Although there is not much hall costuming at the convention, Arisia has a great masquerade. Unlike anime conventions, masquerades at conventions like Arisia, which are International Costumers Guild (ICG) events, are totally different from Masquerades at anime conventions. The focus is entirely on the costume, where it is more about presentation than performance, and you only get a minute on stage. Instead of signing up for a time for workmanship judging, you set up a tech rehearsal. The tech crew uses all sorts of lights to make your costume look the best it can. Participants can use different colored lights, cues, and so forth to make the most of their presentation. When you report to the green room a couple hours before the masquerade, that is where workmanship judging is held, which is encouraged, but not required.

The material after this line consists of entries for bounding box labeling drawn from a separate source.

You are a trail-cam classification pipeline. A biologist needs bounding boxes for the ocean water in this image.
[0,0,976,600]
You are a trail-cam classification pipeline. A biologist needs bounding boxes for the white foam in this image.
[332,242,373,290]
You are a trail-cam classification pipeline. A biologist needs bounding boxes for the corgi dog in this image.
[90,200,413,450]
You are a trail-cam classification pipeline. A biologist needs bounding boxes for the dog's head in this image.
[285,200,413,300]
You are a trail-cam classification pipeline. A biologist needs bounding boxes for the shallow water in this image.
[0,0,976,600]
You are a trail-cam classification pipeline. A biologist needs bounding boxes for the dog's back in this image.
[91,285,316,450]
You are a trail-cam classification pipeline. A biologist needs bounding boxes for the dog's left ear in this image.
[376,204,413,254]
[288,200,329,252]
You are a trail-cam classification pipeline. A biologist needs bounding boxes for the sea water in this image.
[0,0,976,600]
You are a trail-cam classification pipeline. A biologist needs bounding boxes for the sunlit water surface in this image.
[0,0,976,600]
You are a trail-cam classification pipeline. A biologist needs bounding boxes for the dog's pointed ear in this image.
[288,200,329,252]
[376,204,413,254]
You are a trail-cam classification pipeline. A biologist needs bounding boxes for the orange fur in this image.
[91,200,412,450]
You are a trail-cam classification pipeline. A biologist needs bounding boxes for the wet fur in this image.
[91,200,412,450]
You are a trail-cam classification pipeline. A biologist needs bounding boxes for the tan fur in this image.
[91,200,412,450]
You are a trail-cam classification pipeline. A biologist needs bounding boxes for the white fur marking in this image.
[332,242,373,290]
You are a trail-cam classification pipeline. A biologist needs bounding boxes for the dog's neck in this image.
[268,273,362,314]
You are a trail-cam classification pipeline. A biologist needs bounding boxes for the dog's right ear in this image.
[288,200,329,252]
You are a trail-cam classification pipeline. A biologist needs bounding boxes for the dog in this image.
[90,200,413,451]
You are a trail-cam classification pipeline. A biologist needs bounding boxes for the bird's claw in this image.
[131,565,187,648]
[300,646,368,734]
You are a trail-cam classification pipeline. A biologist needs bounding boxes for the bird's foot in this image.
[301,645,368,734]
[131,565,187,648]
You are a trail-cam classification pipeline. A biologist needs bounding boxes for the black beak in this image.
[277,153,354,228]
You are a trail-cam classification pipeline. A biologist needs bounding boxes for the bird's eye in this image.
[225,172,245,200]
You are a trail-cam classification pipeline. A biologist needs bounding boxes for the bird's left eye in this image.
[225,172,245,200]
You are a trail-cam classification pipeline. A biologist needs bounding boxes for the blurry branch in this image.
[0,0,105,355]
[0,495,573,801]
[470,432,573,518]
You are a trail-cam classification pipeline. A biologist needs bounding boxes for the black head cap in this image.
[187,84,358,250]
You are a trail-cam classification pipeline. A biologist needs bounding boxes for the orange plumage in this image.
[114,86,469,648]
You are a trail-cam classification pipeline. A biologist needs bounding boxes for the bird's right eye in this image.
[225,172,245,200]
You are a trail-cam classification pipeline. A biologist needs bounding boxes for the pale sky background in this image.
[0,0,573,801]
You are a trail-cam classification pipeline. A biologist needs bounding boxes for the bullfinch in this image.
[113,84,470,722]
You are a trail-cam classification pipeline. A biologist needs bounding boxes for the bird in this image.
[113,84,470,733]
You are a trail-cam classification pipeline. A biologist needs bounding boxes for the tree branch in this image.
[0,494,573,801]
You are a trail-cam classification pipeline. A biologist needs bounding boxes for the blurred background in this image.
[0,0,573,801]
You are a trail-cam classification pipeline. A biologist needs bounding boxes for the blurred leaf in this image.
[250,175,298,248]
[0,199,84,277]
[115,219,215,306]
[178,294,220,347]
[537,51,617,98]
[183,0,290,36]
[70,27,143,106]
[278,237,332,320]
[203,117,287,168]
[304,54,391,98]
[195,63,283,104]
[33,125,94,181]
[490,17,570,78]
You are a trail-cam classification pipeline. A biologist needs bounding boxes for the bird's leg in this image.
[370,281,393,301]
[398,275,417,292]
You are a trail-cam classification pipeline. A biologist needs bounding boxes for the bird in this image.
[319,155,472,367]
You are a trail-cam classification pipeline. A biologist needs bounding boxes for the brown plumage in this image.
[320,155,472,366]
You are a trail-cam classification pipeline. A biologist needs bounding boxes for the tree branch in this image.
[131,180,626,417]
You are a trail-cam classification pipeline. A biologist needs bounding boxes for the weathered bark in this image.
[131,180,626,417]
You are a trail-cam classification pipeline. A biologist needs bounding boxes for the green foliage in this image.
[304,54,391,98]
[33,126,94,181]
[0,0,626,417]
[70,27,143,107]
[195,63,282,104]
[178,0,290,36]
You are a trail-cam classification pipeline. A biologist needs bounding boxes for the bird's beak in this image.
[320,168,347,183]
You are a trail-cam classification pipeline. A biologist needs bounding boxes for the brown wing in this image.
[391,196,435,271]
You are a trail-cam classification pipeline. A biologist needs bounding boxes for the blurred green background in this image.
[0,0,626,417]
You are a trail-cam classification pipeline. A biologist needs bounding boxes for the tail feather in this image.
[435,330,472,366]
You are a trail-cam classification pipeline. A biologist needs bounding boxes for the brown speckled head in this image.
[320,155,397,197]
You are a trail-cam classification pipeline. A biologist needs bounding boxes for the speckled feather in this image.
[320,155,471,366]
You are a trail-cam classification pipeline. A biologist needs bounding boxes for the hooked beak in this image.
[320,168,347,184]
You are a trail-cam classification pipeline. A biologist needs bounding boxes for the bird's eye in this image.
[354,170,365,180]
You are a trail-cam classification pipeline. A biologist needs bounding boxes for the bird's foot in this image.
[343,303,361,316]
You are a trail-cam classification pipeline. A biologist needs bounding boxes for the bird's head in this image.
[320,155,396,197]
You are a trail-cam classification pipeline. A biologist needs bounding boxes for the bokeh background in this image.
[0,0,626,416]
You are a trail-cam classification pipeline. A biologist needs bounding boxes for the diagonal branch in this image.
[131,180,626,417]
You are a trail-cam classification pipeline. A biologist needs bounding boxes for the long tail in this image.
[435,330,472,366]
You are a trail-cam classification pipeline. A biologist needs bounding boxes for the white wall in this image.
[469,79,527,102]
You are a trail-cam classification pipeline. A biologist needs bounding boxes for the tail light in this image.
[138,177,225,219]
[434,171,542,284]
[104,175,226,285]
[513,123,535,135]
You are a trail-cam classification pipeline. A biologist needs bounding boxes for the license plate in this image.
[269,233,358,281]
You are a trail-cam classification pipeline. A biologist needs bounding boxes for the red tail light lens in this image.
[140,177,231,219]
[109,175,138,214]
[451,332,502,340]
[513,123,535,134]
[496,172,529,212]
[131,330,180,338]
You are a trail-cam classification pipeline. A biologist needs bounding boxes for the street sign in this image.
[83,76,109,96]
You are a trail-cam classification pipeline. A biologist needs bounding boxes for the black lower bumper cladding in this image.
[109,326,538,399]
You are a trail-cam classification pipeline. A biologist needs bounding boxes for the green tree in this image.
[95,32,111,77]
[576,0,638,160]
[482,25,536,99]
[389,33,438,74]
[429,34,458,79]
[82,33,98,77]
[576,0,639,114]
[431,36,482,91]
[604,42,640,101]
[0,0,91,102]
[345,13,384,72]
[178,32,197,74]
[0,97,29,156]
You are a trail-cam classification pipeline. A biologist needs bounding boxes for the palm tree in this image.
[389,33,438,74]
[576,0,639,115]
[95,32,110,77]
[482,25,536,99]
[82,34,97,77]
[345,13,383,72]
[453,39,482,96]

Arisia had a great number of anime panels and several screenings throughout the weekend. Screenings included Captain Herlock Endless Odyssey, Ouran High School Host Club, and Tsubasa. The panels covered many different topics, from old favorites to new fads, run by panelists who definitely knew their stuff. These panels were definitely fun, informative, and better than most panels I've been to at anime conventions. I was a panelist for six panels throughout the weekend: What Anime is New Now, What Do You Mean Last Airbender Isn't Anime?, Lolita Fashion and Culture 101, Fansubs and Piracy, Anime Distribution Changes/Webstreaming, and Shojo in Science Fiction and Fantasy.

All in all, Arisia is a good con run by people who know what they are doing. Of course, that should be the case for a convention that has been around this long. The age range is definitely a lot bigger than an anime con. I usually feel like one of the oldest people at an anime con, but at Arisia it was definitely the opposite. The biggest drawback is the location, both the hotel itself and the surrounding location.

Pros: Robust schedule with a large variety of panels and events; entertaining masquerade; overall well run convention

Cons: Location (lack of food variety, lack of ample nearby parking, hotel near nothing)

Recommendation: If you're a fan of all things anime and sci-fi/fantasy, check out this con. But, if crowded places are not your thing at all, you may want to reconsider.